Isaiah proceeded to cry the entire 2 minutes he was away and try to climb out using my leg. Upon Steve's return he wanted out and to be held by guess who. I am chop liver. But I am glad he loves his dad so much, I just want to be wanted sometimes. But in a couple of weeks our little girl will want me so it's probably a fair trade.

4.10.2011

My life long question...

I discovered the hospital I was born at while re-doing my pre-adoption photo album recently. I sent off to have my and my birth mother's medical records sent to me. I have very limited information and my parents thankfully have been 100% honest with me with the little bit they have.

It was hard in a way because I only had her first name and a approximate age. I considered all the factors of if she took back her maiden name, she had been married at least once and the age I knew she was when she gave birth. I used my social security number for myself assuming on that being a for sure bet to find at least what was in there about me.

No luck. I waited with excitement and nervousness for about 3 weeks and then totally forgot about it. Which I figured was because I was getting ready for the baby and putting my time and energy into Isaiah. It took about 5 weeks and the hospital was not able to find any records. It had probably just been too much time or it was the wrong hospital.

So I came to realization that maybe I do not need to know what my medical history was/is. Of course it would be great to know, but at this point I already have a healthy baby and another on the way.

WHAT ON EARTH AM I SCARED OF? I can live a perfectly fantastic life with my husband and children without knowing that information. Yes, at times it would be great to know where I came from, but what really matters is what I do with my family with what I have.

Someday I may try to look again, but for now and for the first time in my life, I am satisfied with not knowing.

1st Post for awhile...

So it's been a little while, well, a long while.

In the middle of February Steve was laid off of the railroad and just got called back last week. (Yahoo!) We have had a lot of quality time together and I am SO ready for him to go back to work!

Isaiah still has 6 teeth and has starting walking! He is pretty darn good at it but still crawls when he wants to go faster. He now shakes his head no at us... where did he learn that exactly? We started signing 'all done' and so when he is finished eating he signs to us. It is a good start for more detailed communication.

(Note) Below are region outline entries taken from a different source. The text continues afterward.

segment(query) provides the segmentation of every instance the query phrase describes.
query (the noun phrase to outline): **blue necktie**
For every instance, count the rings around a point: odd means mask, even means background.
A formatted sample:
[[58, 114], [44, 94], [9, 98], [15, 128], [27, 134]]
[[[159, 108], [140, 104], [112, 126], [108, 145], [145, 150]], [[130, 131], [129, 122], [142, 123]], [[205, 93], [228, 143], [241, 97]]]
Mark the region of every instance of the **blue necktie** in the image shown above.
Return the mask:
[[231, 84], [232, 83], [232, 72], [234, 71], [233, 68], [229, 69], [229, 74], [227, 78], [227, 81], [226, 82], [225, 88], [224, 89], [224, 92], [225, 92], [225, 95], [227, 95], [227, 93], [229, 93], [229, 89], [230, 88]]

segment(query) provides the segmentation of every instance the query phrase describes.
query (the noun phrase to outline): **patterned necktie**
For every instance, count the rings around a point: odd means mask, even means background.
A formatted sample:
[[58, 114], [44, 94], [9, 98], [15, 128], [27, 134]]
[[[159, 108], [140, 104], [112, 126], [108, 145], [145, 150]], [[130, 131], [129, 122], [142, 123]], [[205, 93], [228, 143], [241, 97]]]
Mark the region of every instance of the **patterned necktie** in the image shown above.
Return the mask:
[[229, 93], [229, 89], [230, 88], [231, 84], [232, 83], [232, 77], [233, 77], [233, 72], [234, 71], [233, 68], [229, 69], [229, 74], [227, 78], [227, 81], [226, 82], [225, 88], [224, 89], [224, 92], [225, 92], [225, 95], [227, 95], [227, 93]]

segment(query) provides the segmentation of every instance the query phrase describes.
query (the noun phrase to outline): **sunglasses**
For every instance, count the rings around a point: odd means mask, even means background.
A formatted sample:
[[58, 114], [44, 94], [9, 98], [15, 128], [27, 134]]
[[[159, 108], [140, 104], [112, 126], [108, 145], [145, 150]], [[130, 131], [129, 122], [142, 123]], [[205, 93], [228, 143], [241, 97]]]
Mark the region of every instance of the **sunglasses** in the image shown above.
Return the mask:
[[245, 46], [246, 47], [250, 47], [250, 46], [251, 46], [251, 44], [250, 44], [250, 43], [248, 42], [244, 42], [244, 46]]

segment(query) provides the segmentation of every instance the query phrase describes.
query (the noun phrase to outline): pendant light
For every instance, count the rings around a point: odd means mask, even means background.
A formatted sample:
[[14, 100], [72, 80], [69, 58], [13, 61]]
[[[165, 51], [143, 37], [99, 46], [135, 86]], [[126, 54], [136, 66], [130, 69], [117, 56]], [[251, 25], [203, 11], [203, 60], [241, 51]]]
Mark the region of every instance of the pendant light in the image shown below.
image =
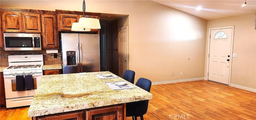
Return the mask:
[[78, 22], [72, 24], [71, 31], [90, 31], [90, 29], [100, 29], [100, 20], [98, 19], [85, 18], [85, 2], [83, 2], [84, 16], [79, 18]]

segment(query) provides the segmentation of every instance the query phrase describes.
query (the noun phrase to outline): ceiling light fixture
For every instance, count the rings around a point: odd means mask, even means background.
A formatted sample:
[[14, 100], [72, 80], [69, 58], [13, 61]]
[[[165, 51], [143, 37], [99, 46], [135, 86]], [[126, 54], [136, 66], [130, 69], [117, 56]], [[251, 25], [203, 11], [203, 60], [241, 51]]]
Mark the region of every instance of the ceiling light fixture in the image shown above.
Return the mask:
[[245, 4], [246, 4], [246, 0], [245, 0], [245, 2], [244, 2], [244, 4], [243, 4], [242, 5], [242, 6], [243, 7], [244, 7], [245, 6]]
[[85, 18], [85, 2], [83, 2], [84, 16], [79, 18], [78, 22], [72, 24], [71, 31], [90, 31], [91, 29], [100, 29], [100, 20], [98, 19]]

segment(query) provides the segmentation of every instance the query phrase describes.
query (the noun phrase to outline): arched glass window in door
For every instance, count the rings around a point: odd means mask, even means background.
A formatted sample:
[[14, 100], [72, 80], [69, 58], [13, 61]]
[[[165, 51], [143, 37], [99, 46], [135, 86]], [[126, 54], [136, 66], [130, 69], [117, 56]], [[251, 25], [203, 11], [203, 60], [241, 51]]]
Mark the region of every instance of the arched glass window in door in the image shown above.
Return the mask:
[[214, 39], [227, 39], [228, 35], [223, 31], [219, 31], [214, 35]]

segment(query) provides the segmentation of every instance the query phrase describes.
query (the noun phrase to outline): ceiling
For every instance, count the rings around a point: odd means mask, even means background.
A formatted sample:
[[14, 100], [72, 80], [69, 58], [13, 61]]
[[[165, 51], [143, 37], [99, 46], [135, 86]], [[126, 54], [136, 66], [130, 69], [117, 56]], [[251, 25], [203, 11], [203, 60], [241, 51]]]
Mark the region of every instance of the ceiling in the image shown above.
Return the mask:
[[[206, 20], [211, 20], [256, 13], [256, 0], [152, 0], [170, 8]], [[196, 8], [200, 6], [200, 11]], [[124, 15], [102, 14], [101, 23], [106, 23], [127, 16]]]
[[[246, 0], [152, 1], [206, 20], [256, 13], [256, 0], [246, 0]], [[195, 9], [198, 6], [200, 11]]]

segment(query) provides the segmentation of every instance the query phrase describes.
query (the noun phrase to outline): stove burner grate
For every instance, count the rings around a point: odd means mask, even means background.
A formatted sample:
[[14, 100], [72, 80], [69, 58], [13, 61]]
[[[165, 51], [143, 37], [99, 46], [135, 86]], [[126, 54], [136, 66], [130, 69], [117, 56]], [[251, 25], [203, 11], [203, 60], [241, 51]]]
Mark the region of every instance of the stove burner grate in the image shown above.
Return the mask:
[[10, 67], [9, 67], [8, 68], [7, 68], [7, 69], [40, 68], [40, 67], [41, 67], [41, 65], [23, 65], [11, 66]]

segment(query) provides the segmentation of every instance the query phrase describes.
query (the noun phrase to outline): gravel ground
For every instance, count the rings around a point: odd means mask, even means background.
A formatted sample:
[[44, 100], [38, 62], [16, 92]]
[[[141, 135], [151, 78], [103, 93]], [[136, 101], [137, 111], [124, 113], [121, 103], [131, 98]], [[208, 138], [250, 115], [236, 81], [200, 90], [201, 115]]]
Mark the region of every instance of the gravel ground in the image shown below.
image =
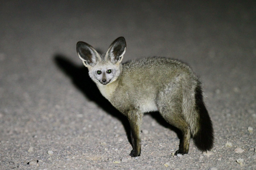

I am scheduled for my c-section on April 29th and then our little girl will be here! I am so excited. Only a little longer. But we do have to be at the hospital at 5 am that day and the surgery is at 7 am. I wonder if I will be able to make myself sleep?...

Otherwise we hope to have some fun activities in a couple of months for Isaiah. Camping, more swimming lessons, Salt Lake Zoo, Lagoon and the fourth of July! Maybe I will actually get half way decent at this and put up pictures with posts.